Nota dos movimentos sociais do campo
O agronegócio é apresentado como o que existe de mais moderno e eficiente. Na verdade não passa de um modo de organizar a produção agrícola e agroindustrial de modo a favorecer grandes interesses e máximos lucros, dos antigos donos das terras às multinacionais, passando pelos especuladores financeiros.
A lógica é a do mercado - de agrotóxicos, de adubos químicos, de sementes transgênicas, de máquinas pesadas. Agora, das drogas e do narcotráfico.
Conforme revelou ação da Polícia Federal, na semana passada, a empresa de fruticultura irrigada Mariad, no município de Juazeiro-BA, produzia e exportava mais do que manga e uva; também cocaína, trocada pela maconha de alto teor produzida na região do Submédio São Francisco. Em franca expansão, já controlava cinco fazendas. O dono era o colombiano Gustavo Duran Bautista, mas o líder do "grupo empresarial" era o mafioso colombiano das mil faces Juan Carlos Abadia, preso recentemente em São Paulo.
Em 01/07/2007, o Jornal do Brasil, em reportagem de Vasconcelo Quadros, denunciava: "Sem controle, agronegócio é a mais atrativa lavanderia". E dizia: "O agronegócio brasileiro camufla uma poderosa rede de lavagem de dinheiro. Cobiçada pelas quadrilhas devido à quase completa falta de controle, as lavanderias rurais deixam mais branco os recursos originados da corrupção em órgãos públicos, do tráfico de drogas e do contrabando. Segundo especialistas, os canais de escoamento são múltiplos: terras, bois, sêmen de animais, cavalos de raça, produção de grãos ou a organização de uma empresa com atividades diversificadas, que vão de um sofisticado haras a uma bucólica fazenda".
E tudo isto, lastimavelmente, financiado com dinheiro público. São bilhões de reais retirados dos cofres públicos para dar sustentação a este modelo de agricultura, privilegiado pelos últimos governos. Hoje, a dívida do agronegócio com o governo federal é de R$ 138 bilhões, renegociada, ano passado, para mais 25 anos. Só em Petrolina o valor gira em torno de R$ 3 bilhões, só com o governo federal. Projeto em tramitação atualmente na Câmara prevê o recálculo geral e a rolagem dos débitos antigos dos ruralistas, no valor de R$ 70 bilhões, por até 30 anos.
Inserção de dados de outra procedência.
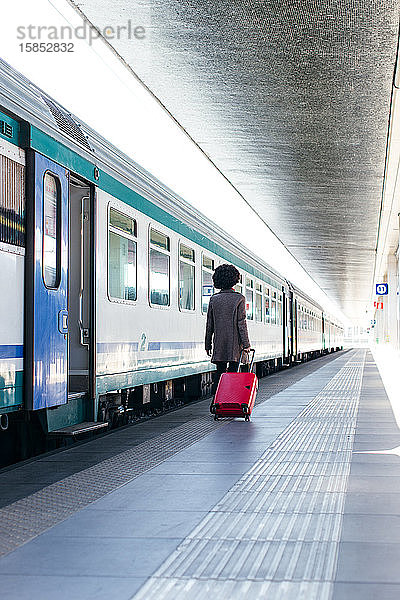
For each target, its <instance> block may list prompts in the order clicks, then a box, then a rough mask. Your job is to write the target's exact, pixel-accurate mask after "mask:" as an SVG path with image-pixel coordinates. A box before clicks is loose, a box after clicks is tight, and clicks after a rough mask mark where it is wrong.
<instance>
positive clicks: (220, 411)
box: [212, 349, 258, 421]
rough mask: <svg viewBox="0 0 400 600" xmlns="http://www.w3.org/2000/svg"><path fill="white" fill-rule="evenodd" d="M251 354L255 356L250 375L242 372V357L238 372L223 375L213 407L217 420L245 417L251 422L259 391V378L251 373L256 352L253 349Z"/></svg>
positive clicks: (250, 367)
mask: <svg viewBox="0 0 400 600" xmlns="http://www.w3.org/2000/svg"><path fill="white" fill-rule="evenodd" d="M251 352H252V353H253V355H252V359H251V362H250V367H249V371H250V372H249V373H242V372H240V367H241V358H242V356H240V362H239V367H238V372H237V373H223V374H222V375H221V378H220V380H219V383H218V387H217V393H216V394H215V399H214V404H213V405H212V412H213V413H214V419H215V420H217V419H218V417H244V418H245V420H246V421H250V415H251V411H252V410H253V406H254V402H255V399H256V394H257V389H258V380H257V377H256V375H255V374H254V373H251V370H252V367H253V362H254V354H255V350H253V349H252V350H251Z"/></svg>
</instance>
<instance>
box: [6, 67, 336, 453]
mask: <svg viewBox="0 0 400 600" xmlns="http://www.w3.org/2000/svg"><path fill="white" fill-rule="evenodd" d="M0 161H1V188H0V189H1V195H0V274H1V284H2V285H1V287H2V290H1V295H0V309H1V310H0V425H1V430H0V444H1V438H2V437H3V438H4V439H8V442H7V444H8V445H7V444H6V446H7V449H8V450H7V451H9V450H10V448H11V447H13V448H14V451H15V452H17V454H18V453H19V454H18V456H16V458H17V459H18V458H24V457H25V456H27V455H29V452H35V451H36V452H37V451H40V450H41V449H43V448H48V447H49V446H46V443H48V440H50V439H52V440H55V439H59V438H60V437H63V436H64V437H67V436H76V435H78V434H82V433H85V432H87V431H91V430H93V431H94V430H96V429H101V428H106V427H109V426H110V424H116V423H118V422H127V421H129V420H132V419H138V418H141V417H143V416H144V415H146V414H147V415H149V414H152V413H154V412H157V411H161V410H165V409H166V408H168V407H171V406H173V405H174V403H175V404H176V403H181V402H186V401H188V400H190V399H194V398H199V397H202V396H206V395H208V394H210V391H211V383H212V371H213V369H214V366H213V365H212V364H211V363H210V362H209V358H208V357H207V355H206V353H205V350H204V330H205V319H206V313H207V308H208V302H209V299H210V296H211V295H212V294H213V293H214V289H213V282H212V274H213V271H214V269H215V268H216V267H217V266H218V265H219V264H222V263H227V262H228V263H232V264H234V265H235V266H236V267H237V268H238V269H239V271H240V273H241V280H240V282H239V284H238V285H237V287H236V289H237V290H238V291H240V292H241V293H243V294H244V296H245V298H246V310H247V319H248V329H249V335H250V340H251V343H252V346H254V347H255V349H256V357H255V363H256V371H257V374H258V375H259V376H264V375H266V374H268V373H270V372H272V371H274V370H276V369H279V368H281V367H283V366H290V365H291V364H293V363H295V362H299V361H303V360H308V359H310V358H315V357H317V356H320V355H321V354H324V353H328V352H333V351H336V350H339V349H341V348H342V347H343V327H342V325H341V324H340V323H339V322H338V321H337V320H335V319H334V318H333V317H331V316H330V315H328V314H326V313H325V312H324V311H323V310H322V308H321V307H320V306H319V305H318V304H317V303H316V302H315V301H313V299H312V298H310V297H308V296H307V295H305V294H303V293H302V292H301V291H300V290H299V289H297V288H296V287H295V286H293V285H292V284H291V283H290V282H289V281H288V280H287V279H286V278H285V274H284V273H277V272H276V271H274V270H273V269H271V268H270V267H269V266H268V265H267V264H266V263H265V262H263V261H262V260H260V259H259V258H258V257H256V256H255V255H253V254H251V252H249V251H248V250H247V249H245V248H244V247H243V246H241V245H240V244H239V243H238V242H237V241H235V240H234V239H231V238H230V237H229V235H227V234H226V233H225V232H224V231H223V230H221V229H219V228H218V227H217V226H216V225H215V224H214V223H212V222H211V221H209V220H208V219H207V218H205V217H204V216H203V215H201V214H200V213H199V212H197V211H196V210H195V209H194V208H193V207H191V206H190V205H189V204H188V203H186V202H185V201H184V200H183V199H182V198H180V197H179V196H177V195H176V194H174V192H173V191H171V190H170V189H168V188H166V187H165V186H163V185H162V184H161V183H160V182H159V181H158V180H157V179H156V178H154V177H153V176H152V175H151V174H150V173H148V172H146V171H145V170H144V169H142V168H141V167H140V166H138V165H137V164H136V163H135V162H134V161H133V160H131V159H130V158H128V157H127V156H126V155H124V154H123V153H122V152H120V151H119V150H118V149H117V148H115V147H114V146H113V145H112V144H110V143H109V142H108V141H107V140H105V139H103V138H102V137H101V136H100V135H98V134H97V133H96V132H95V131H93V130H92V129H90V128H89V127H88V126H86V125H85V124H84V123H82V122H80V121H79V119H77V118H76V117H75V116H74V115H72V114H71V113H69V112H68V111H67V110H65V109H64V108H63V107H62V106H60V105H59V104H58V103H57V102H55V101H54V100H53V99H52V98H51V97H50V96H49V95H47V94H46V93H45V92H43V91H41V90H40V89H39V88H37V87H36V86H35V85H33V84H32V83H31V82H29V81H28V80H27V79H26V78H25V77H23V76H22V75H21V74H20V73H18V72H17V71H15V70H14V69H13V68H12V67H10V66H9V65H8V64H7V63H5V62H4V61H0ZM54 443H55V442H54ZM29 445H31V446H34V447H33V448H30V449H29ZM0 447H3V446H0ZM16 448H17V449H18V450H16Z"/></svg>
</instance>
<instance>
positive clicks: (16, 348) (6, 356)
mask: <svg viewBox="0 0 400 600" xmlns="http://www.w3.org/2000/svg"><path fill="white" fill-rule="evenodd" d="M23 357H24V347H23V345H22V344H18V345H15V344H0V359H1V358H23Z"/></svg>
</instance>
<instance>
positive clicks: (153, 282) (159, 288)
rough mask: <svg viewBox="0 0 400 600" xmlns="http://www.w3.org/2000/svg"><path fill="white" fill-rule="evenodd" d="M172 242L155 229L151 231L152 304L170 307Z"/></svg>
mask: <svg viewBox="0 0 400 600" xmlns="http://www.w3.org/2000/svg"><path fill="white" fill-rule="evenodd" d="M169 248H170V241H169V237H168V236H167V235H165V234H163V233H160V232H159V231H156V230H155V229H150V247H149V290H150V303H151V304H156V305H158V306H169V295H170V294H169V283H170V282H169V280H170V270H169V263H170V254H169Z"/></svg>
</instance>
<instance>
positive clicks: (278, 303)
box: [276, 296, 282, 325]
mask: <svg viewBox="0 0 400 600" xmlns="http://www.w3.org/2000/svg"><path fill="white" fill-rule="evenodd" d="M280 298H282V296H280ZM276 324H277V325H282V302H278V314H277V317H276Z"/></svg>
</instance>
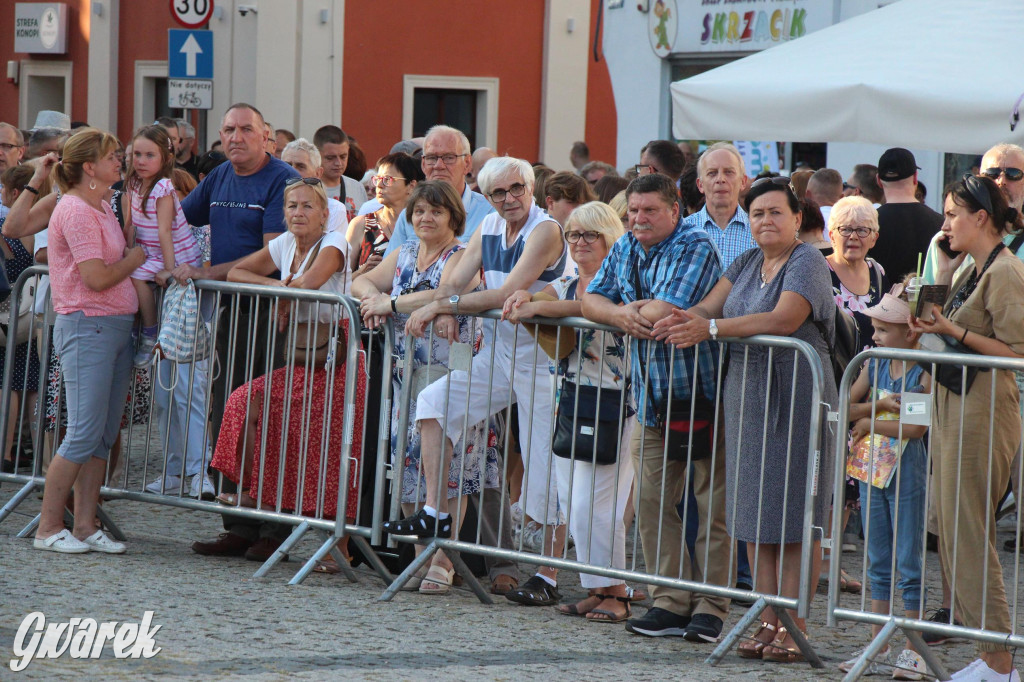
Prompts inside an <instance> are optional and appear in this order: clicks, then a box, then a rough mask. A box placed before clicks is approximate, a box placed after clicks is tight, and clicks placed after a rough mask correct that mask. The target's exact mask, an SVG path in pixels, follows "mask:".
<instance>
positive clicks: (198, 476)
mask: <svg viewBox="0 0 1024 682" xmlns="http://www.w3.org/2000/svg"><path fill="white" fill-rule="evenodd" d="M216 495H217V488H215V487H214V486H213V481H212V480H210V476H209V474H206V473H199V474H196V475H195V476H193V482H191V489H190V491H189V493H188V497H190V498H195V499H196V500H207V501H210V500H213V499H214V497H215V496H216Z"/></svg>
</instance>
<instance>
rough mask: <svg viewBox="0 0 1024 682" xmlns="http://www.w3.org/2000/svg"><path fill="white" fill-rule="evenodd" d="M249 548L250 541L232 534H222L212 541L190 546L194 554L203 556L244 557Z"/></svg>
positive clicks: (199, 542)
mask: <svg viewBox="0 0 1024 682" xmlns="http://www.w3.org/2000/svg"><path fill="white" fill-rule="evenodd" d="M251 546H252V543H251V542H250V541H248V540H246V539H245V538H243V537H242V536H237V535H234V534H233V532H222V534H220V535H219V536H217V537H216V538H214V539H213V540H208V541H206V542H201V541H196V542H194V543H193V544H191V548H193V551H194V552H196V553H197V554H203V555H205V556H244V555H245V553H246V550H248V549H249V548H250V547H251Z"/></svg>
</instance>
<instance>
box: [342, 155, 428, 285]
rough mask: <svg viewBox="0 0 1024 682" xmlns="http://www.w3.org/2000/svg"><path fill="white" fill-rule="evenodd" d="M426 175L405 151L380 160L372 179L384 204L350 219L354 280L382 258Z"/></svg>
mask: <svg viewBox="0 0 1024 682" xmlns="http://www.w3.org/2000/svg"><path fill="white" fill-rule="evenodd" d="M423 179H424V175H423V169H422V168H420V163H419V162H418V161H417V160H416V159H414V158H413V157H411V156H409V155H408V154H406V153H404V152H398V153H396V154H389V155H387V156H386V157H382V158H381V160H380V161H379V162H377V173H376V174H375V175H374V176H373V177H372V178H370V182H371V184H373V186H374V187H375V188H376V190H377V201H378V202H380V203H381V208H379V209H377V210H376V211H374V212H373V213H368V214H366V215H360V216H356V217H355V218H352V221H351V222H350V223H348V232H347V235H346V239H347V240H348V244H349V249H348V253H349V258H350V259H351V261H350V263H349V266H350V267H351V268H352V280H353V281H354V280H355V279H356V278H359V276H362V275H364V274H366V273H367V272H369V271H370V270H372V269H374V268H375V267H377V265H378V264H380V262H381V260H383V257H384V251H386V250H387V245H388V242H389V241H390V240H391V232H392V231H393V230H394V223H395V221H396V220H397V219H398V215H400V214H401V212H402V211H404V210H406V206H407V204H408V203H409V198H410V196H412V194H413V189H414V188H415V187H416V183H417V182H421V181H422V180H423Z"/></svg>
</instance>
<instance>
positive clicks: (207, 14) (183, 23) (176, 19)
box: [171, 0, 213, 29]
mask: <svg viewBox="0 0 1024 682" xmlns="http://www.w3.org/2000/svg"><path fill="white" fill-rule="evenodd" d="M171 14H173V15H174V20H175V22H177V23H178V24H180V25H181V26H183V27H184V28H186V29H198V28H200V27H202V26H203V25H204V24H206V23H208V22H209V20H210V17H211V16H212V15H213V0H171Z"/></svg>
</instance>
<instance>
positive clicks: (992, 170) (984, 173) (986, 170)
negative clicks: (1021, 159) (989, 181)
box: [981, 168, 1024, 182]
mask: <svg viewBox="0 0 1024 682" xmlns="http://www.w3.org/2000/svg"><path fill="white" fill-rule="evenodd" d="M981 174H982V175H984V176H985V177H987V178H989V179H991V180H998V179H999V176H1000V175H1006V176H1007V179H1008V180H1010V181H1012V182H1020V180H1021V179H1022V178H1024V170H1021V169H1020V168H986V169H985V170H983V171H981Z"/></svg>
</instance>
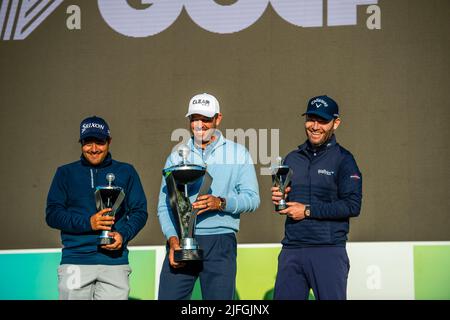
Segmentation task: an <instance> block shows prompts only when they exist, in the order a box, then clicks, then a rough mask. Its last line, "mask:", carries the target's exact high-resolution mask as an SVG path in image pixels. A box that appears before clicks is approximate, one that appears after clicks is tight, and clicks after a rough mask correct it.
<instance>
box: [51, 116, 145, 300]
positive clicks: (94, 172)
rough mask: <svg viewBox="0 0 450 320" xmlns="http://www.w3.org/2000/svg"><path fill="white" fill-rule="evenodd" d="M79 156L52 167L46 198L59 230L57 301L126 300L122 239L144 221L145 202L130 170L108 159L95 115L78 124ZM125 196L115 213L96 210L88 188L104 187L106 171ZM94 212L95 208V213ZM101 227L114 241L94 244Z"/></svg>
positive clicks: (105, 145)
mask: <svg viewBox="0 0 450 320" xmlns="http://www.w3.org/2000/svg"><path fill="white" fill-rule="evenodd" d="M80 143H81V151H82V155H81V159H80V160H78V161H76V162H73V163H70V164H66V165H63V166H61V167H59V168H58V169H57V171H56V174H55V177H54V178H53V182H52V185H51V187H50V191H49V193H48V198H47V208H46V221H47V224H48V225H49V226H50V227H52V228H55V229H58V230H61V240H62V245H63V249H62V259H61V265H60V266H59V268H58V289H59V298H60V299H64V300H65V299H70V300H72V299H77V300H78V299H83V300H84V299H95V300H101V299H128V293H129V280H128V277H129V274H130V273H131V269H130V267H129V265H128V249H127V244H128V242H129V241H130V240H131V239H133V238H134V237H135V236H136V234H137V233H138V232H139V231H140V230H141V229H142V228H143V227H144V225H145V223H146V221H147V216H148V214H147V200H146V198H145V194H144V190H143V188H142V185H141V182H140V179H139V176H138V174H137V172H136V170H135V169H134V168H133V166H131V165H130V164H127V163H123V162H118V161H115V160H113V159H112V158H111V154H110V153H109V146H110V144H111V135H110V131H109V127H108V124H107V123H106V122H105V120H103V119H102V118H99V117H95V116H94V117H89V118H86V119H84V120H83V121H82V122H81V125H80ZM109 173H113V174H114V175H115V179H114V185H115V186H119V187H122V188H123V191H124V192H125V198H124V200H123V202H122V204H121V205H120V207H119V209H118V210H117V212H116V215H115V217H110V216H107V215H104V214H105V213H107V212H108V211H111V209H103V210H100V211H98V210H97V207H96V201H95V197H94V192H95V190H96V187H97V186H103V185H108V182H107V179H106V175H107V174H109ZM97 211H98V212H97ZM103 230H108V231H111V232H109V235H110V236H112V237H113V238H114V242H113V243H112V244H109V245H103V246H97V239H98V236H99V235H100V233H101V232H102V231H103Z"/></svg>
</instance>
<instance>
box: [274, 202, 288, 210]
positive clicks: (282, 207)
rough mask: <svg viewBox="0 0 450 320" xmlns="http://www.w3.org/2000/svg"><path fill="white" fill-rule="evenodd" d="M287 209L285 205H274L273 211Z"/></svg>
mask: <svg viewBox="0 0 450 320" xmlns="http://www.w3.org/2000/svg"><path fill="white" fill-rule="evenodd" d="M286 208H287V205H286V204H276V205H275V211H281V210H284V209H286Z"/></svg>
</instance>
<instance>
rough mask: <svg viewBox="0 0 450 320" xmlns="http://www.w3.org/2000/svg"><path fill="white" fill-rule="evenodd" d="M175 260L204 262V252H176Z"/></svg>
mask: <svg viewBox="0 0 450 320" xmlns="http://www.w3.org/2000/svg"><path fill="white" fill-rule="evenodd" d="M174 260H175V261H176V262H185V261H201V260H203V250H201V249H195V250H192V249H181V250H175V252H174Z"/></svg>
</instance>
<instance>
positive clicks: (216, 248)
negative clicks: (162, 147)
mask: <svg viewBox="0 0 450 320" xmlns="http://www.w3.org/2000/svg"><path fill="white" fill-rule="evenodd" d="M186 117H188V118H189V121H190V129H191V133H192V138H191V139H190V140H189V142H188V144H187V147H188V148H189V149H190V153H189V158H188V160H189V162H191V163H195V164H203V165H204V164H206V166H207V171H208V173H209V174H210V175H211V177H212V178H213V181H212V184H211V187H210V194H206V195H203V196H199V197H197V195H195V194H194V195H193V196H192V197H191V198H190V200H191V202H192V207H193V208H194V209H199V211H198V217H197V225H196V239H197V241H198V243H199V246H200V247H201V249H202V250H203V252H204V257H203V261H201V262H196V261H190V262H187V263H179V262H175V260H174V251H175V250H179V249H180V240H179V238H178V234H177V226H176V222H175V221H177V217H175V216H174V215H173V213H172V210H171V208H170V205H169V195H168V192H167V186H166V181H165V180H164V179H163V180H162V184H161V191H160V195H159V203H158V218H159V222H160V224H161V229H162V232H163V233H164V236H165V237H166V239H167V254H166V258H165V260H164V264H163V267H162V270H161V275H160V282H159V299H161V300H180V299H189V298H190V296H191V294H192V290H193V288H194V284H195V281H196V280H197V278H200V285H201V290H202V296H203V299H205V300H213V299H214V300H231V299H233V298H234V294H235V279H236V254H237V243H236V232H238V230H239V219H240V214H241V213H244V212H252V211H254V210H256V209H257V208H258V206H259V203H260V199H259V188H258V181H257V178H256V173H255V168H254V164H253V161H252V158H251V156H250V154H249V152H248V151H247V149H246V148H245V147H244V146H242V145H240V144H237V143H234V142H233V141H230V140H227V139H225V138H224V137H223V136H222V134H221V133H220V131H219V130H218V127H219V124H220V122H221V120H222V114H221V113H220V107H219V102H218V101H217V99H216V98H215V97H214V96H212V95H210V94H206V93H203V94H198V95H196V96H194V97H193V98H192V99H191V100H190V102H189V110H188V113H187V114H186ZM181 160H182V159H181V158H180V156H179V155H178V153H177V152H173V153H171V154H170V155H169V157H168V159H167V161H166V164H165V166H164V168H168V167H170V166H172V165H176V164H179V163H180V162H181Z"/></svg>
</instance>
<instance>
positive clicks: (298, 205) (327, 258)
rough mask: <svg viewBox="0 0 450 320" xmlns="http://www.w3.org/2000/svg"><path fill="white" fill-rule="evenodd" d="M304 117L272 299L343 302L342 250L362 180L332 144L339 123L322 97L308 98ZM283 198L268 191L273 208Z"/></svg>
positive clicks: (354, 166)
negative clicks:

Esse mesmo modelo agrícola é responsável pela destruição da biodiversidade e dos modos tradicionais de vida da população camponesa. A concentração de terras tem aumentado e uma mostra disso é que as propriedades acima de mil hectares, na região do semi-árido, tiveram um incremento de 4% nos últimos 10 anos, dessa forma passaram a ter em média 1900 hectares. Isso significa que os pequenos agricultores estão sumindo, ficando cada vez com menos área para o cultivo dos alimentos que põem a mesa do nordestino, como feijão, mandioca, milho, carne de bode e carneiro e frutas regionais.
Estudos patrocinados pelo Banco Mundial comprovaram que os projetos de irrigação não têm real eficiência econômica e sob os pontos de vista social e ambiental são um "desastre" para a sociedade. Concentração de recursos e riquezas, degradação de solo e água, empregos de baixa qualidade, super-exploração do trabalho, intoxicação de trabalhadores e consumidores por agrotóxicos, violência e criminalidade estão entre as características do modelo.
É nesse contexto de "reino do agronegócio", das "narcofrutas" e da lavagem de dinheiro, que se insere o projeto do governo federal, aliado com elites daqui e de fora, de transpor águas do rio São Francisco. Para mais "negócios", com a água, com a terra, com a sede e a fome humanas, o povo pagando a conta.
Nós entidades abaixo-assinadas, representantes dos movimentos sociais no campo, repudiamos este modelo de agricultura e as políticas que lhe dão sustentação. Exigimos que seja executada a dívida dos ruralistas e que os bens naturais e os recursos públicos do Nordeste e da Bacia do Rio São Francisco sejam postos a serviço do bem-estar dos próprios povos, para um desenvolvimento verdadeiramente sustentável.
Juazeiro, 5 de setembro de 2007.
MPA – Movimento dos Pequenos Agricultores, MAB – Movimento dos Atingidos por Barragens, Sindicatos dos Trabalhadores Rurais de Curaçá-BA e de Santa Maria da Boa Vista-PE, Povo Indígena Truká, Comissão Pastoral da Terra / Bahia, Conselho Pastoral dos Pescadores / Nordeste.